3) Vous affirmez que les droits de scolarité progressifs, tels qu’ils existent à Sciences-Po, empêchent l’étudiant d’être autonome et l’obligent à « devoir ramper chez papa-maman ». Mais, encore une fois, je ne vois pas le rapport ! Quelle est la différence avec un système de droits de scolarité forfaitaires de 300 euros tel qu’il existe actuellement dans la plupart des facs ? Par ailleurs, en quoi la gratuité, que vous proposez, garantirait-elle davantage l’autonomie des étudiants non boursiers dont les parents seraient dispensés de payer… 300 euros/an, soit 30 euros/mois ? Pensez-vous que 30 euros/mois seront suffisants pour devenir autonome ? Je sais ce que vous allez me répondre : « l’UNEF se bat pour une allocation d’autonomie universelle pour tous les étudiants », d’un montant de 400 euros/ mois environ.

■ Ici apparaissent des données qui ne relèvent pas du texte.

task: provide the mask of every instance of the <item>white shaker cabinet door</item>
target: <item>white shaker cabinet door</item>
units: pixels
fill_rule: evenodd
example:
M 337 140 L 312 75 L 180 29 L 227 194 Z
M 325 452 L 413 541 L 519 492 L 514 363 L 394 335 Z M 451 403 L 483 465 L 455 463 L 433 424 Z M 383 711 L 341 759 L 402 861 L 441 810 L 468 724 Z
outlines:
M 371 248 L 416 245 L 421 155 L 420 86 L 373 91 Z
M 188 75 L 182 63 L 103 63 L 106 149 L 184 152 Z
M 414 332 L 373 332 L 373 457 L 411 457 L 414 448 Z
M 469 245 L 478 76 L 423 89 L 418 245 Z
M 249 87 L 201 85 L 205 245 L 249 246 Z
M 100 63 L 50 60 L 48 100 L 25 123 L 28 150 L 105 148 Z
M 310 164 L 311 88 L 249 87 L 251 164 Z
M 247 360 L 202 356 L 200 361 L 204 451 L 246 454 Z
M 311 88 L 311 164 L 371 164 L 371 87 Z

Trois choses cependant : comment faites-vous pour financer cette allocation universelle ? Pensez-vous sérieusement que 400 euros/mois me permettront de devenir autonome ? Mais surtout, ne croyez-vous pas qu’il est injuste, voire tout simplement scandaleux et un brin corporatiste, de verser cette allocation à des étudiants dont les parents ont des revenus élevés ? Au lieu d’accorder 400 euros à tout le monde, ne croyez-vous pas qu’il serait plus juste d’augmenter le nombre de boursiers et le montant des bourses ?

 

Je comprends votre situation : vous êtes le premier syndicat étudiant et près de la moitié des étudiants (parmi ceux qui vont voter) votent pour vous. Vous vous sentez par conséquent dans l’obligation de défendre les intérêts de tous les étudiants en noyant vos propositions dans une vision consensuelle et interclasses de la « catégorie » des étudiants, comme si ces derniers étaient tous confrontés aux mêmes problèmes, à la même et unique réalité. Il n’y a pourtant aucun point commun entre un étudiant boursier de Villetaneuse et un étudiant de Dauphine né à Neuilly et dont les parents paient l’ISF.

 

Chers camarades, j’attends vos réactions.